In neonates and young infants, peritoneal dialysis is often thought to be more efficient than hemodialysis. That involves the use of a Tenckhoff catheter in the abdomen. A stopcock connects the catheter, a bag of dialysate and a drainage bag. The fluid both flows in and drains out by gravity, so at least in the beginning you don't use any of the machinery associated with hemodialysis.

If you're associated with a large children's hospital, it's likely that your neonatal ICU nurses have some experience caring for PD patients at this age.

thank youfor the reply but peritoneal dialysis is not an option in this case. Also when it cames to the heamodialysis of the children in the childrens hospital then it is our unit that does it so the neonatal nurse would not be to helpful with the machine or lines. This is a learning curve for all of us even the medical staff.

Specializes in NICU, PICU, PCVICU and peds oncology.
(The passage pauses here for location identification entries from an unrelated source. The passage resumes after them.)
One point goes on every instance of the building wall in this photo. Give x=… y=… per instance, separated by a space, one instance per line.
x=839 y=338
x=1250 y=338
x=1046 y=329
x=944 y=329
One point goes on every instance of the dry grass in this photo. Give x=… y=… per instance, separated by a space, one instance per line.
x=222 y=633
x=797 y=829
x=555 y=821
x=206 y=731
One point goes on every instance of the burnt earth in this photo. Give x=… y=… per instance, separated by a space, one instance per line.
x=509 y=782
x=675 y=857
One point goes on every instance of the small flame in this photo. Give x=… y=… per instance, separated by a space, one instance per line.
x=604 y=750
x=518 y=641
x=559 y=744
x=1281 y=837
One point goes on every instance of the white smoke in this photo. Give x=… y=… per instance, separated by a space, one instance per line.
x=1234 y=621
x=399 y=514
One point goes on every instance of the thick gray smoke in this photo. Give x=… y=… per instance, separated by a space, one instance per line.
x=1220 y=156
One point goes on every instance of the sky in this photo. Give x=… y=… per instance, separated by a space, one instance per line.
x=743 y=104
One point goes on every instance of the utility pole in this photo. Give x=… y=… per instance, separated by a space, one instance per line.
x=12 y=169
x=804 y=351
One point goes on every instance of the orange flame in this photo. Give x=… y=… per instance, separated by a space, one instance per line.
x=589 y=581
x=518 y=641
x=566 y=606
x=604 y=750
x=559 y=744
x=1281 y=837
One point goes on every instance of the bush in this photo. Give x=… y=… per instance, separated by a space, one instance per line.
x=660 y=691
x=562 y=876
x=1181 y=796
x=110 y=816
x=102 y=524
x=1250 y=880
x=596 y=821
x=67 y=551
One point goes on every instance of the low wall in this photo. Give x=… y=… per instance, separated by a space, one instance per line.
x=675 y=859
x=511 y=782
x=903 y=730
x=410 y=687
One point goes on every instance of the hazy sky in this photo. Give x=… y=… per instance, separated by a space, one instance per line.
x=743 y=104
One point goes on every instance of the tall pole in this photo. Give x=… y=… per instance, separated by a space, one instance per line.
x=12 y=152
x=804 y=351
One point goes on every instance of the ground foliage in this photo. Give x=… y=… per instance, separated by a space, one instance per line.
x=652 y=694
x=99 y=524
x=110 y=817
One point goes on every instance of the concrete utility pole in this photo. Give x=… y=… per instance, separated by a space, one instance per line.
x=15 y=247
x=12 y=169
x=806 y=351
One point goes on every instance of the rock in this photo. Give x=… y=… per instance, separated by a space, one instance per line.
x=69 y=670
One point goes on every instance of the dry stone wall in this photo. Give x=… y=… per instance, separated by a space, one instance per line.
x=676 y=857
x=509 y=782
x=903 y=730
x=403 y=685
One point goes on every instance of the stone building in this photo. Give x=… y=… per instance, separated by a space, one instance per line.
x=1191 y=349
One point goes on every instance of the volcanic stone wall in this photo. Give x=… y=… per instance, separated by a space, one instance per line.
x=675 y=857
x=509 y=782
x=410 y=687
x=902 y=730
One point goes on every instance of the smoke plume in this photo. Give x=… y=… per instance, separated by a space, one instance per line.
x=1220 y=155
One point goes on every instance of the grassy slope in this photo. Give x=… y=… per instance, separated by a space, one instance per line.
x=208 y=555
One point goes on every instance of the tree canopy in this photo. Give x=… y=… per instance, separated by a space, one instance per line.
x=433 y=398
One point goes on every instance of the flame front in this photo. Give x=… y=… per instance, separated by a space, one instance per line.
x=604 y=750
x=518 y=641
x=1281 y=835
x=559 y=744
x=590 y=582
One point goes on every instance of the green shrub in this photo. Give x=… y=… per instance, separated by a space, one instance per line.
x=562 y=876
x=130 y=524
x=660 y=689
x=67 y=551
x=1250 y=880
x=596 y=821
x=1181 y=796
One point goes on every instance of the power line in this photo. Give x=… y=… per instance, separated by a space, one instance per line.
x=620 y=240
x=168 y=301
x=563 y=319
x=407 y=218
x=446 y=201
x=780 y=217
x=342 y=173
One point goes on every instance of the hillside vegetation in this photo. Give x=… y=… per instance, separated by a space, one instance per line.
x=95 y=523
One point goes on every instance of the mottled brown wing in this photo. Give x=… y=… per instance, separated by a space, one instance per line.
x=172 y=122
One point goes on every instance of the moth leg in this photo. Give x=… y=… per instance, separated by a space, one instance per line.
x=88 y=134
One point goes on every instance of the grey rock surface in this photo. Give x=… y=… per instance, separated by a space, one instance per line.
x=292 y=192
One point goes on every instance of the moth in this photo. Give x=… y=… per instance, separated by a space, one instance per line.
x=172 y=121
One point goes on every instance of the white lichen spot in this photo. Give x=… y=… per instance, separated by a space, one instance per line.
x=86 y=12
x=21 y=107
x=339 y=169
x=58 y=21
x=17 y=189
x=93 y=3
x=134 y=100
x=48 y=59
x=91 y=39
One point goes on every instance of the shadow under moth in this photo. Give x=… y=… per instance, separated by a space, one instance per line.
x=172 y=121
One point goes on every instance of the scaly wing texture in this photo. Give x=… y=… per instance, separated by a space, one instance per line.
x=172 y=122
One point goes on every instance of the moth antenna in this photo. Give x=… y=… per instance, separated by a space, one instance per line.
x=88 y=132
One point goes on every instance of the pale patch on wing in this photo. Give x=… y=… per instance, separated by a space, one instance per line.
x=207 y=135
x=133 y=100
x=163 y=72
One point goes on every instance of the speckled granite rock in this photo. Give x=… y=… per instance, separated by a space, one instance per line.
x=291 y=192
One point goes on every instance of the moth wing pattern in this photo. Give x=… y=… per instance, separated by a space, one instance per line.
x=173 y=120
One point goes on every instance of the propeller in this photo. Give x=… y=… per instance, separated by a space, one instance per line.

If CRRT is an option it would be a better choice rather than hemodialysis. Gambro has a filter that is suitable for children (Prismaflex HF20) which the company recommends for use in children > 8 kg, but we've used it successfully several times in children smaller than that; one baby was only 2.9 kg and just hours old. The hemocath can be placed femorally or in the right internal jugular so that the largest possible catheter is used, but we've gotten the job done with an 8Fr. A blood prime is essential with little bodies; citrate anticoagulation gives a longer filter life (we only change them when we absolutely must in the tiny babies) and an external heat source such as a Bair Hugger or warming lamps is usually needed due to the significant extracorporeal circulation compared to the size of the patient. A very cautious increase in blood flow rates, from 30 to 50 to 100 mL per kg per minute, followed by gradual adjustment of fluid removal is important to maintain hemodynamic stability. And it's also important to assess the patient frequently because the estimated fluid removal can be inaccurate enough to either overload or dehydrate the baby fairly quickly. We always start out with the machine set to CVVHDF so that we have complete flexibility in adjusting our modalities. Dialysate and replacement rates can be as low as 250 mL/hr meaning your bags will last 20 hours. It's really not as bad as it sounds.